End of summer is experienced more as the time when we set aside the white and light colored clothes for the darker ones that eventually ends up with the solid dark come sun-deprived winter.  Mainland US and western Canada (a colleague sent me a picture of accumulated snow) drenched and soaked as fierce storms with hail and snow hit certain Midwest and Atlantic east coast regions.
 
In Saipan, we worked on our last BBQ for the year by the lagoon quaffing our ice-cold beer in the breeze, got the big screen for the NFL and college football seasons, and gathering chicken feathers and located the pumpkin pie recipe, cotton balls for snow, noted the gifts and lights to be shopped, located a real fir tree, caught a Pinoy to make real parol, and grabbed a crazy willing to be decked-out as Santa in shorts to ride a water buffalo in December!
 
But we're ahead of the season of the winter solstice when the earth hits the longest night, and the shortest day starts getting longer again, appropriated conveniently by the patriarchs to celebrate the Body of Christ (Christ Mass).
 
Endless summer was a movie when I was young of guys who went around the world chasing after the big wave to surf.  Being a resident of Hawaii, I am familiar with the surfing culture, more so because my brother lived in Waianae before he moved to the new city of Kapolei, both locations of which are only a hop and a skip towards the north shore where the real aficionados wait it out for the big one.  For looking fashionably comfortable, of course, one heads out for Waikiki with sun glasses, an occasional touch of sand but from the shore, not from wading in the wave and the water.  Serious surfers inhabit the windward side of Oahu. 
 
Ours is a profession that goes by a "beginning-less summer", or more accurately, "hardly any summer" at all.  I spent summers in Saipan with peers around meeting tables charting out the design of the incoming year in conferences too full to stretch the leg during deliberations, which was before we discovered that being aerobically fit also cleaned out the cobwebs of our minds leaving brain cells to work efficiently and well.
 
Summer was what other people had before I got to lasso them into the "productive" activities of the fall.  This is the anti-fun component of my Victorian heritage as a second generation Methodist in a Church parsonage.  I already knew myself to have been born "beautifully brown" with the skin sheen akin and seen in Madagascar to Tahiti across the Indian Ocean, South Asia, Southeast Asia, and Oceania, from body surfing the waves and wild night dancing around the bone fire.
 
The end of summer in China came early this year as did the autumn rains that were too abundant in places not normally known to be wet, scarce in other places where dampness sweltered and aridity wilted the peonies, followed by the quakes and the monsoon-turn-violent typhoons; we had a sure fire formula for tragedy. 
 
The season came with the view of my neighbors from my solarium and my kitchen back window more rosy than bleak.  My immediate community has the oldest set of tenement houses (1995) in the old Shenbei Center, now dwarfed by the surrounding high rises of apartment units for urban professionals.  A retiree across the street opens his non-performing repair shop to keep busy since it obviously does not add income to his retirement benefit. 
 
Younger men and women walk under my sunroom through the commons equipped with cellphones or tablets, locked in to their own digital universes, ignoring each other's presence.  They adore at the altar of the renminbi attending to the next sales' appointment and market deal.
 
The summer has not come to an end.  Many just shut it down.  Funny that I should just be discovering the pleasure of mine!
 

j'aime la vie
pinoypanda2031@aol.com
yesterday, appreciate; tomorrow, anticipate; today. participate. In all, celebrate!

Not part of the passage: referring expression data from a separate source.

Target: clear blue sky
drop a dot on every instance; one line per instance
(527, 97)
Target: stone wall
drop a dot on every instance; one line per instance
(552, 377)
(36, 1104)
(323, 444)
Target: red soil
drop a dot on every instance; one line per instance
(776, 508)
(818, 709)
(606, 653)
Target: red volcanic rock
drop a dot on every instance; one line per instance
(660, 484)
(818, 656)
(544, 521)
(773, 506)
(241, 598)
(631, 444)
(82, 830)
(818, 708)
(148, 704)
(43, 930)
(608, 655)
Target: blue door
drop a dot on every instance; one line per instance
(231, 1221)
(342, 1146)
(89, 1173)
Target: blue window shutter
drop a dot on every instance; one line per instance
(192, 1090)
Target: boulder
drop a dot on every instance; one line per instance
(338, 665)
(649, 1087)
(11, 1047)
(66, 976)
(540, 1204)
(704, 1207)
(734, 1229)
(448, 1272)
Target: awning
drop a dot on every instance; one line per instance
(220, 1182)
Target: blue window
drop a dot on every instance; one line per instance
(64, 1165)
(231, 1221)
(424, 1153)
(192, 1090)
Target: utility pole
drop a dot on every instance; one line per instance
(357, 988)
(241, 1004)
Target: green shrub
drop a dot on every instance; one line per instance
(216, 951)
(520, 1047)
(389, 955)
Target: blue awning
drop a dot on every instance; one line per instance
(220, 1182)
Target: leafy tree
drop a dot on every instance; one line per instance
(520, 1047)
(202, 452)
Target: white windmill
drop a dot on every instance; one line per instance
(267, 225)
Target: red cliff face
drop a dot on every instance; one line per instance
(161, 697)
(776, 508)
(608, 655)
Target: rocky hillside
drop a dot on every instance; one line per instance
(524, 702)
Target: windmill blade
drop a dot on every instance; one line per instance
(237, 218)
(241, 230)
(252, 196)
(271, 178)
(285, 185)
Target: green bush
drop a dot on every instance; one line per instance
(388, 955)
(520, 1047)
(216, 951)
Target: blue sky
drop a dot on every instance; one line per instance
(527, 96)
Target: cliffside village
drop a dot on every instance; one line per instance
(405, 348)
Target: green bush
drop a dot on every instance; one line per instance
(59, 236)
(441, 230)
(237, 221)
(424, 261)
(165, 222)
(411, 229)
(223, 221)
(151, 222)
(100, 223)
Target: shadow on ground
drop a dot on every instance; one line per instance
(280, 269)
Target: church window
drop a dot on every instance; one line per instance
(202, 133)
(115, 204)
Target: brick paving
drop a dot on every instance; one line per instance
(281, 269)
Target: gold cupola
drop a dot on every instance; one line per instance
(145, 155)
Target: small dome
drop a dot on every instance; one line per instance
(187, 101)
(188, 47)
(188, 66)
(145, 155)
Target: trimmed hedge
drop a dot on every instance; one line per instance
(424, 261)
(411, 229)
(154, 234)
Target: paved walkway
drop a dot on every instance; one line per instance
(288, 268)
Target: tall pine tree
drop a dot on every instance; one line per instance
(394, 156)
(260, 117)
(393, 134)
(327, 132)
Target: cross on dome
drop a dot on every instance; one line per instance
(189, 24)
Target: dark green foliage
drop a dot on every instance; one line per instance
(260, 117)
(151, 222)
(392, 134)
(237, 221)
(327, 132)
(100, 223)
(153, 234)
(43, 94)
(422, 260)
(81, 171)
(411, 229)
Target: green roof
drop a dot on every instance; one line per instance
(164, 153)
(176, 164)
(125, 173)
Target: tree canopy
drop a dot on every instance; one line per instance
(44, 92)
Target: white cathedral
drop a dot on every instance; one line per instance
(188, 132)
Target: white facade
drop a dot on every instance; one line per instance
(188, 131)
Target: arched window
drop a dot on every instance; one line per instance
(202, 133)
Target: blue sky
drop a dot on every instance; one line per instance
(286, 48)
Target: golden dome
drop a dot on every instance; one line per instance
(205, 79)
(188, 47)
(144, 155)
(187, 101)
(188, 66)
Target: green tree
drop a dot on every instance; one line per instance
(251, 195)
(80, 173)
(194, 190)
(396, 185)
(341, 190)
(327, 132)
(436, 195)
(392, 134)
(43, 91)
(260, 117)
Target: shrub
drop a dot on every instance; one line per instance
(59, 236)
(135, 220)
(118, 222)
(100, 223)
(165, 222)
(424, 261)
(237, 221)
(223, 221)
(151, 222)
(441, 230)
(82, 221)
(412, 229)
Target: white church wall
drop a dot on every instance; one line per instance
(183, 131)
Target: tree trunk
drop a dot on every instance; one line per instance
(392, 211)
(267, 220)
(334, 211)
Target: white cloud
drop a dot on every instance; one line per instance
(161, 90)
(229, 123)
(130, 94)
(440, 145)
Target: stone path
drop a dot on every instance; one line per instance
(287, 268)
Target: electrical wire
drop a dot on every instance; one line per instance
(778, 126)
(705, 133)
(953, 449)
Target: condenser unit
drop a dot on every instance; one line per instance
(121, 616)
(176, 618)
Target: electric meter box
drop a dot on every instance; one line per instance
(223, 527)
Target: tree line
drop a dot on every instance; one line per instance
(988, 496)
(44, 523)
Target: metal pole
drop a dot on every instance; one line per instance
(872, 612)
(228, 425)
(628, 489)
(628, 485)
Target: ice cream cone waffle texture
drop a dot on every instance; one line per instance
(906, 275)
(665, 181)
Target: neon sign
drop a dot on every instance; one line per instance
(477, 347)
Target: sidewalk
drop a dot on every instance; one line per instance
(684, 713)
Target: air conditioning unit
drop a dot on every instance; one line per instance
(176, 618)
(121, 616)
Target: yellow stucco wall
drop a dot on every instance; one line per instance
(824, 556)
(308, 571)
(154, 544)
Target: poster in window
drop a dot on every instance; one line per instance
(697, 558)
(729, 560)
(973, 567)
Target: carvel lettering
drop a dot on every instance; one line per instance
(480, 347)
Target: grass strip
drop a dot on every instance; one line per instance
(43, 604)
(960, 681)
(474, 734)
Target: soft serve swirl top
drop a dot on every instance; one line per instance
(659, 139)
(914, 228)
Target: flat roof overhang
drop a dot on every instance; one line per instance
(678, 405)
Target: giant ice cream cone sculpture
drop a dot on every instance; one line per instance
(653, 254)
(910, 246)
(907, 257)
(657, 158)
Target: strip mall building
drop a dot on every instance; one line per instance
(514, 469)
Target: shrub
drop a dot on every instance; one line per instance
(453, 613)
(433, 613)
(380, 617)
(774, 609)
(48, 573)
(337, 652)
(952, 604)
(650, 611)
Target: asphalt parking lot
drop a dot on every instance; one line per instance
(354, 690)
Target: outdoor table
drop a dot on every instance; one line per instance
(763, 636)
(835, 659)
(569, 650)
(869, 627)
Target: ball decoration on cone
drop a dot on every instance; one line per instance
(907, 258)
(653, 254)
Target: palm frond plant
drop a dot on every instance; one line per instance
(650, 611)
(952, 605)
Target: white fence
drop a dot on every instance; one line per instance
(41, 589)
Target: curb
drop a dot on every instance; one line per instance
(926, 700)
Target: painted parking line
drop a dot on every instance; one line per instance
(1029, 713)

-----Original Message-----
From: Jayvee Vallejera <jayvee_vallejera@saipantribune.com>
To: Jaime R Vergara <pinoypanda2031@aol.com>
Sent: Thu, Sep 18, 2014 2:18 pm
Subject: Re: Speaking in Tongues

Jaime,

Do you have anything for me for Friday?

Jayvee

From: Jaime R Vergara <pinoypanda2031@aol.com>
Date: Thursday, September 18, 2014 at 1:38 AM
To: Jayvee VAllejera <jayvee_vallejera@saipantribune.com>, <sapuro.rayphand@gmail.com>
Subject: Fwd: Speaking in Tongues

Marc used to teach at MHS before I got to Saipan.  Sapuro, did you know him?

j'aime la vie
pinoypanda2031@aol.com
yesterday, appreciate; tomorrow, anticipate; today. participate. In all, celebrate!


-----Original Message-----
From: Marc Wathen <kismarc@gmail.com>
To: Jaime R. Vergara <pinoypanda2031@aol.com>
Sent: Wed, Sep 17, 2014 10:02 am
Subject: Speaking in Tongues

Hi Jaime,

Enjoyed your column today as I am an English teacher at a local high school in the New Territories. I teach mostly oral English, so I try to make my classes as welcoming as possible.

Interesting comment about Pimsleur's. When I first came to Hong Kong in 1995, I bought Pimsleur's Cantonese cassette tapes and listened to them on my Sony Walkman.

English is the third language of my half-Chinese son Thomas. He went to local schools where Cantonese was the medium of instruction. His mother spoke to him in Putonghua at home, and I spoke in English.

Thomas is now studying Japanese at East Los Angeles College. I spent five years in Osaka, Japan in the 1980s, so I am very happy about this.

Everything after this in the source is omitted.